Issue
I have the following code (simplified):
from multiprocessing import Process, Queue
def f1(queue):
while True:
# do some stuff and get a variable called data
# ...
queue.put(data)
def f2(queue):
while True:
if not queue.empty():
data = queue.get(timeout=300)
print('queue data: ' + str(data))
if __name__ == '__main__':
q = Queue()
p1 = Process(target=f1, args=(q,))
p2 = Process(target=f2, args=(q,))
p1.start()
p2.start()
p1.join()
p2.join()
The problem I'm facing is that I don't know how to lock the queue in f1
in order to keep putting data for n seconds, before f2
is able to read it.
I tried with timeouts but of course, it didn't work. Basically, the expected behaviour would be that f1
keeps appending data into the queue and after n seconds, f2
can get what's in that queue. So, summarising, f1
should be running continuously, f2
should be running continuously too but accessing the queue every n seconds.

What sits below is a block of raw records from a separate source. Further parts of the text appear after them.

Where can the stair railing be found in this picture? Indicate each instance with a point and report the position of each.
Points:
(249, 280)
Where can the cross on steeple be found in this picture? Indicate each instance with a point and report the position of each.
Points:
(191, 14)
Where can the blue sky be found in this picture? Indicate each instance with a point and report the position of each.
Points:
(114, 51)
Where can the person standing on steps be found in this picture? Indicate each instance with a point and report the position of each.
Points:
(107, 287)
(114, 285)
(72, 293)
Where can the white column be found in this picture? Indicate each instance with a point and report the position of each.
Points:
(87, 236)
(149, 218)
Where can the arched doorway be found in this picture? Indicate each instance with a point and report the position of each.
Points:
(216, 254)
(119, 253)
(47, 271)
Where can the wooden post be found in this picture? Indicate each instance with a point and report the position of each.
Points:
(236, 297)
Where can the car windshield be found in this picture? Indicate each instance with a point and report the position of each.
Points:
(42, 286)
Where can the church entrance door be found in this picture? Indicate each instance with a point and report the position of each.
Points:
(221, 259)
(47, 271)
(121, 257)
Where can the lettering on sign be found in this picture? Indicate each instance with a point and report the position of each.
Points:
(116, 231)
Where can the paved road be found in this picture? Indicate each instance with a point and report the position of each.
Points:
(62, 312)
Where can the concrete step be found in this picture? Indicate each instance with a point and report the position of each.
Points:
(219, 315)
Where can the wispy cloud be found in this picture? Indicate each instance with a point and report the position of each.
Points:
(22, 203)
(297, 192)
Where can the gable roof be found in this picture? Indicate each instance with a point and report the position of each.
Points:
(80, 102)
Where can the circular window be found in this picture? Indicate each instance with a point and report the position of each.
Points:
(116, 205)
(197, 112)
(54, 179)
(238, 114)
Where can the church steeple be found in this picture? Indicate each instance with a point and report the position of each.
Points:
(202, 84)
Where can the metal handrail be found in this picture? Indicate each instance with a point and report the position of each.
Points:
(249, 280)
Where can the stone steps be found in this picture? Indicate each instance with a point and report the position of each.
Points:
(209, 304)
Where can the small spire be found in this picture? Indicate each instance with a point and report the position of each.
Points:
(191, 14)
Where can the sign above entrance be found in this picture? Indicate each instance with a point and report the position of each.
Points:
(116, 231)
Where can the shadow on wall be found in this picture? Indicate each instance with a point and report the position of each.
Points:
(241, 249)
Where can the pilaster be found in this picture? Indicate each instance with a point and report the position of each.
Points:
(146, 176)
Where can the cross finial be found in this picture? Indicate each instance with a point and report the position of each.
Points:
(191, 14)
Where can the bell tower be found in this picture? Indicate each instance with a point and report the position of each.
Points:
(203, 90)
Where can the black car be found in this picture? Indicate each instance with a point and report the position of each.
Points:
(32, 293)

I can think of not so elegant ways of doing this with the time library, but I guess it has to be other way. Maybe the code's approach is wrong and I shouldn't be using Process and Queue but Pipelines or something else.
Thanks in advance!
Solution
For this particular case in which I was using the multiprocessing library, instead of threading or asyncio, I found the best way to do this by using a simple sleep, so the f2()
will end up like:
def f2(queue):
while True:
time.sleep(300) # sleep for 5 minutes before POSTing
if not queue.empty():
data = queue.get(timeout=300)
print('queue data: ' + str(data))
Of course, after importing time
.
As I said, maybe not the most elegant solution but I couldn't come up with anything better for the time being (and this particular use case).